Ok I am bidding on a apartment complex and was wondering what everyone thought on how long it will take to plow?

there is 114 driveways kinda like a condo ass.

they are all one and a half car lengths long 

they are 50/50 one and two car widths

they are very close to each other (about a 6' patch of turf in between each drive)

oh and the worst part is have to back drag them all in to street and then clear streets


----------



## Mick (May 19, 2001)

bella32 said:


> oh and the worst part is have to back drag them all in to street and then clear streets


Can't help you with the rest of it, but you want to check local and state laws on moving snow onto a public street. Could involve a hefty fine. Or are you also providing municipal plowing?


----------



## jcesar (Sep 14, 2006)

How many trucks? How many drivers? How many shovels? Cant help with the price or time if you dont give more info. Sorry. But as Mick said, make sure to check with the local powers to be, before you move snow into the street!!!


----------



## bella32 (Aug 13, 2006)

its an apartment complex the streets are in the complex not public roads

i would be using just one truck with an 8' plow


----------



## FPM-Inc. (Sep 26, 2006)

*15 minutes each*

each driveway will be 15 minutes
15*114=answer/60= number of hours

at 114 driveways it will be 28.5 hours

this dosen't include the streets

(28.5)cost equipment+labor+extra costs=how much you should charge.



hope this helps

P.S. the number of driveways was a joke right?


----------



## bella32 (Aug 13, 2006)

no its not a joke the apartments complex is kinda like villa style 

u really think it will take 15 mins per drive? they are only 1.5 car lengths long about 15 feet maybe


----------



## hickslawns (Dec 18, 2004)

I think maybe half that per drive if they are straight and 15' long. You said some were 2 wide and some one car wide? If you shovel out the garage doors probably 7-8 min each if you are just back dragging onto the street. You are going to need another truck pushing off the street while another is doing the drives. I think a skidloader would be perfect for these drives.


----------



## cet (Oct 2, 2004)

A few years ago I was working on a basement in a subdivision like this. It was about 400 units. They had a bobcat with a blade to back drag driveways, a bobcat with a bucket to push the piles up and a 650 Ford to do the roads. There were 4 guys doing in front of garage doors and front walks.

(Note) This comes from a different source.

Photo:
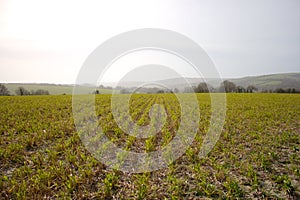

I think in your case I would shovel 10 garage doors at a time and then back drag the drives. Then do the next set and so on. I would then plow the roads and then push all the piles up. This might not work well during the day with people coming and going. This is a lot of work for 1 truck. You would be best to find a shoveler. You are going to have your truck parked for a couple of hours while all this shoveling is being done. Even if you have to pay a premium I think it is a must.

It is not too mush work for 1 truck but too much work to get done in a timely manner.


----------



## bella32 (Aug 13, 2006)

got it thanks for the ad\vice oh also what is some average prices for calicum?


----------